We can define best in many ways: it could be the option with the lowest cost, the quickest runtime or perhaps the lowest environmental impact. To keep things simple, we usually just refer to this definition of best as a cost to be minimized. If we wanted to maximize the cost instead (for example, if we wanted to maximize energy output from a solar cell), all we would need to do is multiply the cost by negative one and then minimize it.
Usually when we say we have an optimization problem, we mean we have a pretty complicated one, where lots of variables can interact in many ways to influence the final cost. We call a particular arrangement of the variables the configuration of the problem.

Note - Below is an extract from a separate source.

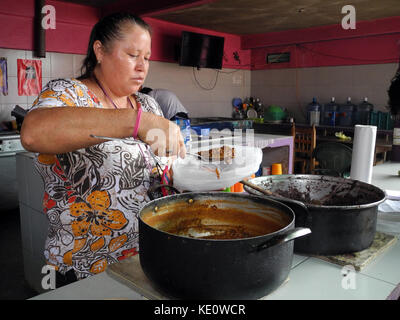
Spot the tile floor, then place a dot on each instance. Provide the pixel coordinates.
(12, 284)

Because there are so many possible configurations to choose from, it is sometimes very difficult to identify the best solution, particularly when the problem space is very large. It can be easy to get stuck in a local optimum. Some examples of local optima are shown on the graph below, as well as the global optimum - the lowest cost configuration our system can adopt.
The way the cost varies as a function of the system configuration gives us what we call the cost function - the line traced on our graph. The goal of our optimization is to find the minimum point on this cost function (or as close to the minimum point as possible, given a reasonable amount of time).
Let's illustrate this with an example: traffic minimization. The aim of this optimization task is to reduce congestion in a road system to reduce the amount of time users spend waiting in traffic.
Each configuration represents a different combination of routes assigned to the vehicles in the system. The cost is the overall traffic level (or congestion level), which is what we wish to minimize.
The graph above highlights some examples of different system configurations, each of which has a different cost value. We have visualized the cost here using color: the redder the road segment, the higher the traffic level and therefore the greater the cost. Conversely, greener road segments have fewer vehicles simultaneously occupying them and therefore lower traffic and cost values.